While avoiding any criticism of the massive military-police response to the protests over Brown’s killing, Sharpton repeated all the tropes used by the state to justify its repression. He bemoaned the fact that Brown’s parents “had to break their mourning to ask folks to stop looting and rioting,” adding, “Michael Brown must be remembered for more than disturbances.”

The use of the word “disturbances,” part of the lexicon of the police and military, is significant, carrying with it the implication that the protests were illegitimate. The police repression, Sharpton implied, was a necessary response to violence by the protesters.

He made no mention of the connection between domestic repression and the waging of aggressive wars abroad, ignoring the fact, noted by many Ferguson workers and youth who spoke to the World Socialist Web Site, that even as the National Guard was being deployed to Ferguson, Obama was once again ramping up the US military’s involvement in Iraq.

Sharpton’s support for the police crackdown reflects what he is: an agent of the state and representative of a section of the corporate establishment and upper-middle class that has amassed great wealth even as the great majority of the population, including African-American workers and youth, has seen its living standards plummet. This privileged and corrupt social layer has long promoted identity politics to conceal the basic class divide in society and sow divisions within the working class.

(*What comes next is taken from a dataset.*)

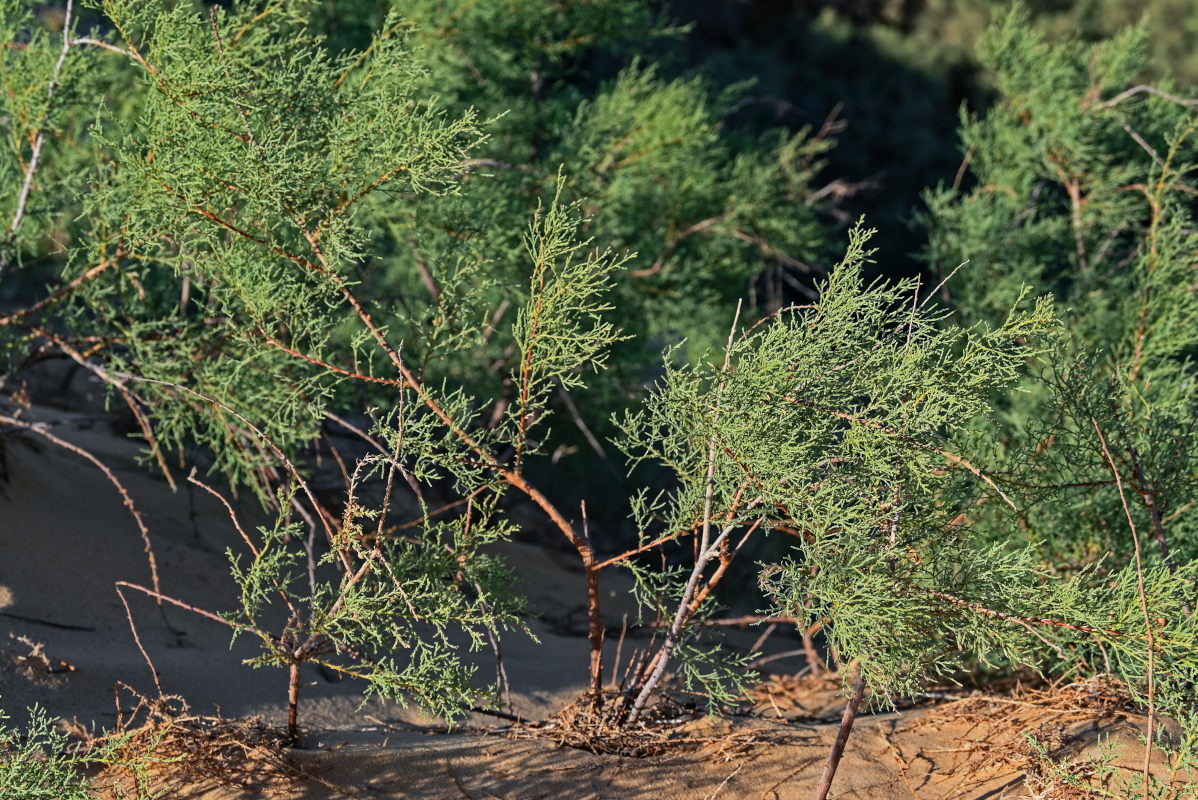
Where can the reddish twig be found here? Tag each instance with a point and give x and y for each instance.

In particular, Sharpton spoke as a representative of the Obama administration. He has developed the closest ties with administration officials, coordinating his actions and remarks with the White House. This is an administration that has intensified the assault on the working class and overseen an enormous growth of social inequality, while increasing the militarization of the police.

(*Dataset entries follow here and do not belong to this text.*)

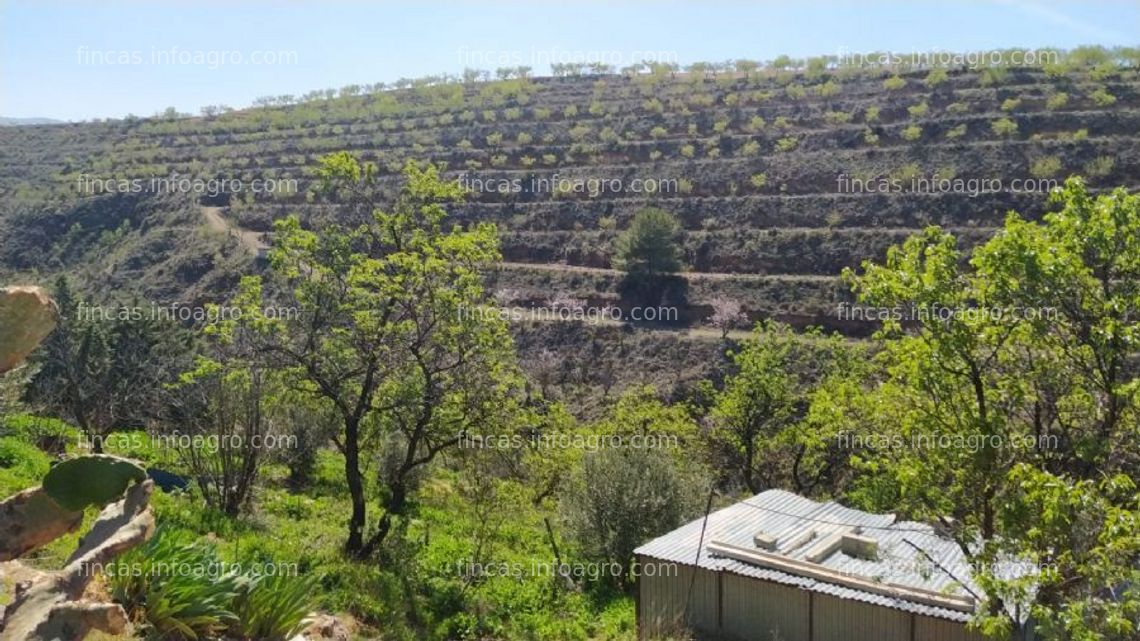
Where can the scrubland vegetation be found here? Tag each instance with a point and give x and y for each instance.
(350, 418)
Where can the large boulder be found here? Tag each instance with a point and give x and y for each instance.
(26, 317)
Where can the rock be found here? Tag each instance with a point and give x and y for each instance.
(26, 317)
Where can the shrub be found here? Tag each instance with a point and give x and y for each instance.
(1045, 167)
(936, 76)
(650, 243)
(837, 118)
(613, 485)
(992, 75)
(1100, 165)
(22, 465)
(274, 607)
(828, 89)
(1101, 97)
(172, 603)
(1003, 127)
(894, 83)
(1010, 104)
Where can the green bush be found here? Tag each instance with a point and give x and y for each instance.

The financial aristocracy reacts to any expression of social opposition with repression. In the 1960s, the ruling class responded to urban uprisings with violence, but that was followed by pledges to address inequality and poverty and the implementation of limited social reforms. Today, the ruling class has nothing to offer but more repression.

The events in Ferguson are an expression of the explosive character of social relations in the United States. The financial aristocracy is petrified over the revolutionary implications of the open emergence of class conflict. Hence the resort to violence on the one hand and reliance, on the other, on Sharpton and other so-called “civil rights” leaders to complement state terror with diversions and lies.